基于联烯多样反应性能的核苷衍生物的合成、生物活性和荧光性能研究

5-Substituted pyrimidine nucleoside derivatives are emerging as a rich source in the search for new lead compounds since many of them are biologically active and intrinsically fluorescent. So far, 5-substituted pyrimidine nucleosides are usually synthesized via palladium catalyzed coupling of 5-iodopyrimidine nucleosides with functionalized organo(metallic) reagents. However, the usage of these coupling reactions are compromised due to difficult-to-obtain and toxic substrates they employed, expensive catalysts they used, and limited categories and amounts of products they could produce. In order to solve these problems and inspired by the diverse reactivity of functionalized allenes, this project aims to establish new synthetic methods toward 5-substituted pyrimidine nucleosides from easily available and economical starting materials without using noble metal catalysts. With these new methods, a privileged structure-guided design and synthesis of structurally diverse 5-membered or 6-membered aromatic (heterocyclic) ring substituted pyrimidine nucleosides and tricyclic pyrimidine nucleosides will be accomplished. All the compounds prepared will be screened as antiviral, anticancer and antiparasitic drug candidates and their fluorescent property will also be studied. It is expected that implementation of the proposed research in this project will result in the discovery of new lead compounds with significant biological activities and promising fluorescent characteristics and help to pave the way toward the development of novel nucleoside drugs and fluorescent probes.

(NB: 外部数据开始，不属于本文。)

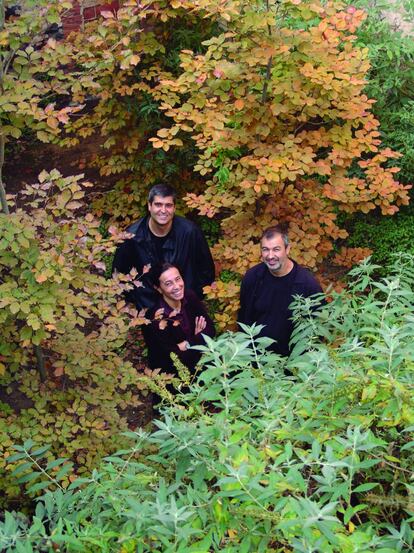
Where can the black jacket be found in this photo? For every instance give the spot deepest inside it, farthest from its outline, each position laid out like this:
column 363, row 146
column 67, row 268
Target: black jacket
column 185, row 247
column 261, row 303
column 163, row 335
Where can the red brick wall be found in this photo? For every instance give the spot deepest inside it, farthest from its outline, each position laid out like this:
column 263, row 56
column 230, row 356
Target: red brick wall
column 73, row 20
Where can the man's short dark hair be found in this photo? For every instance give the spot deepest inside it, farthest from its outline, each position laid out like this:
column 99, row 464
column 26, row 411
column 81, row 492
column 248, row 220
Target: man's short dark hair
column 276, row 230
column 162, row 190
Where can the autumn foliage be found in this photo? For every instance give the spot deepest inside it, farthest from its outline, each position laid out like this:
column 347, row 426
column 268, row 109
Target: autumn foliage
column 261, row 119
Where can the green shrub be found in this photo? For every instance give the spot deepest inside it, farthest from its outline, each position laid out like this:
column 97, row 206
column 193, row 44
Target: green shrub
column 391, row 78
column 384, row 235
column 261, row 454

5-取代嘧啶核苷衍生物因具有显著的生物活性和良好的荧光性能而成为新先导化合物发现的重要来源。目前，该类化合物大多通过钯催化下5-碘代嘧啶核苷与官能团化有机（金属）试剂之间的偶联反应来得到。由于这些偶联反应所用的反应底物难合成、毒性大，所用的催化剂价格昂贵，所能提供的核苷衍生物种类及数量有限，使相关的嘧啶核苷类新药及荧光探针试剂的研究与开发工作受到严重制约。为解决上述问题，本项目拟基于官能团化联烯的丰富反应性能，探索并建立从价廉易得的原料出发、在无需使用贵金属催化剂的条件下合成5-取代嘧啶核苷的新方法。利用这些方法，并以优势结构为导向，设计、合成结构多样化的五元、六元芳（杂）环取代嘧啶核苷和三环嘧啶核苷衍生物。通过研究这些核苷衍生物的抗病毒、抗肿瘤、抗寄生虫等生物活性及荧光性能，希望筛选到具有显著生物活性和良好荧光特征的新先导化合物，为核苷类新药和荧光探针试剂的开发做好物质准备。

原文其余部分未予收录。